Growing up with half southeastern coastal roots and half southwestern desert roots makes it confusing sometimes. Didn't we go to Arizona last year? No, we stayed home. That was two years ago. When was the last time we visited Florida? I don't remember... maybe Thanksgiving? There's only a limited amount of holidays, one of me, and thousands of miles between my family.
It's cool to be able to experience different types of Christmases, with getting to learn new traditions and be in different areas of the world. I love learning about all the diverse ways people celebrate together. Some families participate in silly activities such as elf-on-the-shelf and the Christmas pickle. Other people like more spiritual traditions like the Giving Manger and Light the World. My family likes to use the holidays as a way to give to others, so our traditions consist of writing cards and delivering cookies to neighbors.
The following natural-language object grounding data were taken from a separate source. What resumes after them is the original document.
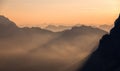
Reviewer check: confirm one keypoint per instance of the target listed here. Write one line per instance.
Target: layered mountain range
(36, 49)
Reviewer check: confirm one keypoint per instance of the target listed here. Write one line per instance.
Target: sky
(60, 12)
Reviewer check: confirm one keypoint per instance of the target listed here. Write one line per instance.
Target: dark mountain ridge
(107, 56)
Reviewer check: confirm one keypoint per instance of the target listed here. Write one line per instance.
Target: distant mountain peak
(5, 22)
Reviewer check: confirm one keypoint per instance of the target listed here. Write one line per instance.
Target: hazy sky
(60, 12)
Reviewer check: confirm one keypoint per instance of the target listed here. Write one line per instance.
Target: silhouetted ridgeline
(35, 49)
(107, 56)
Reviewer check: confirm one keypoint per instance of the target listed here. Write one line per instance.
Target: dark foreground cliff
(107, 56)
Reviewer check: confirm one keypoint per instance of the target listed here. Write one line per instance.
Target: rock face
(107, 56)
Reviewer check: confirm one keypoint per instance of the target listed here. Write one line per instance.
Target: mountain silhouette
(51, 51)
(107, 56)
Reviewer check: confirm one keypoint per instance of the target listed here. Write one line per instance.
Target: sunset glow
(60, 12)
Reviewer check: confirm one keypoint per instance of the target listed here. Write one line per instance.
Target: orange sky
(60, 12)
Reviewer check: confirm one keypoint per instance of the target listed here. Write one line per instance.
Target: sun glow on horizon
(61, 12)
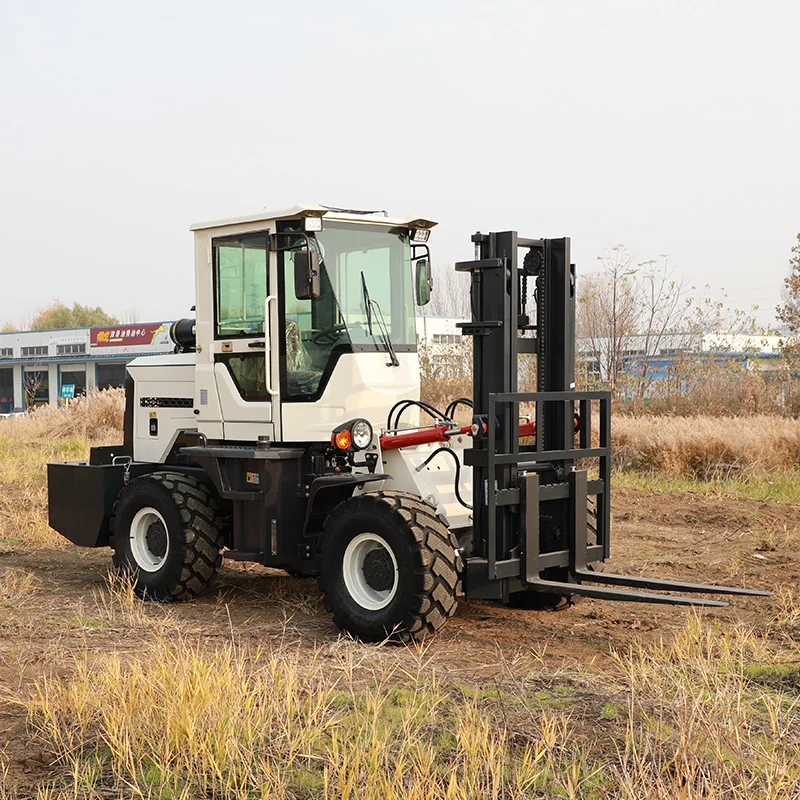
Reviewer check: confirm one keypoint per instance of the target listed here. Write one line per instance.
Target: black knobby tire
(428, 567)
(193, 530)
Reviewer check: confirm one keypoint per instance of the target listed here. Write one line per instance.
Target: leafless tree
(32, 381)
(608, 312)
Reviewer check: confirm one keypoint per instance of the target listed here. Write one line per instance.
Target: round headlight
(362, 434)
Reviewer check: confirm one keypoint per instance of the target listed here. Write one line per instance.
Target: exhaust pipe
(184, 334)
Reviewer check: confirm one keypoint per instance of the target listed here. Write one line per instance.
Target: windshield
(358, 262)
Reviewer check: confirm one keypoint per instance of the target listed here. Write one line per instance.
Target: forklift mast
(532, 502)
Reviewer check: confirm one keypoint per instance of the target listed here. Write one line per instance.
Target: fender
(327, 491)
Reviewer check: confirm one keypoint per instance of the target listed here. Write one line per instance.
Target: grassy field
(252, 695)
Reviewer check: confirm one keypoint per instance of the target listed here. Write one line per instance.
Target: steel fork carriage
(530, 501)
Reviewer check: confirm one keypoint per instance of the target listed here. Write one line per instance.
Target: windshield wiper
(369, 304)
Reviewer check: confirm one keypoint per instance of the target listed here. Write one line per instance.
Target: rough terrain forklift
(287, 429)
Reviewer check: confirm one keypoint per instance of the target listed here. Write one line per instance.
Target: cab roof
(303, 210)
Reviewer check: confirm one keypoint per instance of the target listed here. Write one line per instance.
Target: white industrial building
(39, 367)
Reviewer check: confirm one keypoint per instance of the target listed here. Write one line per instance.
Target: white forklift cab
(254, 436)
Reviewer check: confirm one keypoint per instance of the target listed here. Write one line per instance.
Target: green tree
(58, 315)
(789, 311)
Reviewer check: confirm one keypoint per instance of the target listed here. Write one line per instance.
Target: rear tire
(389, 567)
(167, 535)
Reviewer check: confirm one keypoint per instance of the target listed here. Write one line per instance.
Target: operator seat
(296, 357)
(302, 378)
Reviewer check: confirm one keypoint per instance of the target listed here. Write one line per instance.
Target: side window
(241, 277)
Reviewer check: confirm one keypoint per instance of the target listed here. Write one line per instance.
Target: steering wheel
(329, 336)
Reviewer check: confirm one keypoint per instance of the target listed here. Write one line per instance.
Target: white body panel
(161, 377)
(434, 483)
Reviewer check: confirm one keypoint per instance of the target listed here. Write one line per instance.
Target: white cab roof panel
(304, 210)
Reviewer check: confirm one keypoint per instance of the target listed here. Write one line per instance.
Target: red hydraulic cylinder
(441, 433)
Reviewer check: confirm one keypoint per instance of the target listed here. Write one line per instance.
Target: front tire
(167, 535)
(389, 567)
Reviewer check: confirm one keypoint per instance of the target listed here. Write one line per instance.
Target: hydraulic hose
(402, 405)
(458, 472)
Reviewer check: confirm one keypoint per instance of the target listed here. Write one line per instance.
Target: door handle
(268, 354)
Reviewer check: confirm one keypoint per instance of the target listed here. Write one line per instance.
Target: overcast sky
(668, 127)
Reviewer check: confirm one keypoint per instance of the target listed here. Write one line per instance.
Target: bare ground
(70, 613)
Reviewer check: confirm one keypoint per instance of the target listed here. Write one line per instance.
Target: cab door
(245, 368)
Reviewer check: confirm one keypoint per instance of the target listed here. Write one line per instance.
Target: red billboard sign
(126, 335)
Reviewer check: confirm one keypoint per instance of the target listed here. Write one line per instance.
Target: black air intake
(183, 333)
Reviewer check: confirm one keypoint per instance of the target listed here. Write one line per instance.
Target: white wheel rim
(144, 557)
(353, 568)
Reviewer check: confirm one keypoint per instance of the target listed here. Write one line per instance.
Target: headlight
(356, 434)
(362, 434)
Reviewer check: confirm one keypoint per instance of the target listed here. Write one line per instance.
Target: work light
(420, 235)
(362, 434)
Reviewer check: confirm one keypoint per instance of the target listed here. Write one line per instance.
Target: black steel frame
(530, 526)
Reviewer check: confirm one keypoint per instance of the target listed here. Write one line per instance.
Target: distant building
(438, 332)
(660, 352)
(40, 367)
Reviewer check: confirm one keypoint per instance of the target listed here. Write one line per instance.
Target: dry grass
(707, 448)
(16, 588)
(95, 417)
(705, 716)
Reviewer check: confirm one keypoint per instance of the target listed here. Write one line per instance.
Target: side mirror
(306, 275)
(424, 282)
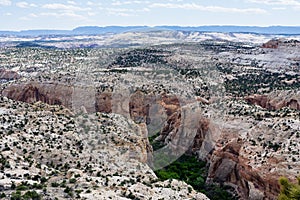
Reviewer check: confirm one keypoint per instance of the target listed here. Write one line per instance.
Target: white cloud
(24, 4)
(5, 2)
(277, 2)
(120, 3)
(64, 7)
(62, 15)
(72, 2)
(193, 6)
(90, 3)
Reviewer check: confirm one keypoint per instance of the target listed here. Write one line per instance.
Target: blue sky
(55, 14)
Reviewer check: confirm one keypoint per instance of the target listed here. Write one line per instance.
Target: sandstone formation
(272, 102)
(8, 74)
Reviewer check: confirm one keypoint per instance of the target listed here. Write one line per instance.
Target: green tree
(288, 190)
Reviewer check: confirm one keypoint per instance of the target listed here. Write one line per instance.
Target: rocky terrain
(48, 152)
(234, 105)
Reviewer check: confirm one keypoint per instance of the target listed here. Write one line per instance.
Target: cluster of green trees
(188, 169)
(289, 191)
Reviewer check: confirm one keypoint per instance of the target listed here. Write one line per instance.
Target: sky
(67, 15)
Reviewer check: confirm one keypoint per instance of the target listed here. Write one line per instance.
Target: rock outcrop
(272, 102)
(8, 75)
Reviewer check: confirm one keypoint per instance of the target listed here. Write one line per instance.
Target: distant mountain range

No matter where I am or who I'm able to spend it with, Christmas is still Christmas. I still love the scented candles my mom puts out and decorating the tree that is definitely older than I am. We still watch the classic holiday movies with hot chocolate in our hands, and if the climate allows it, we try to build as many snowmen as we can. When the house is constantly changing, I've found that it's the holiday season that really feels like home. "Home is where the heart is," and my heart is in December.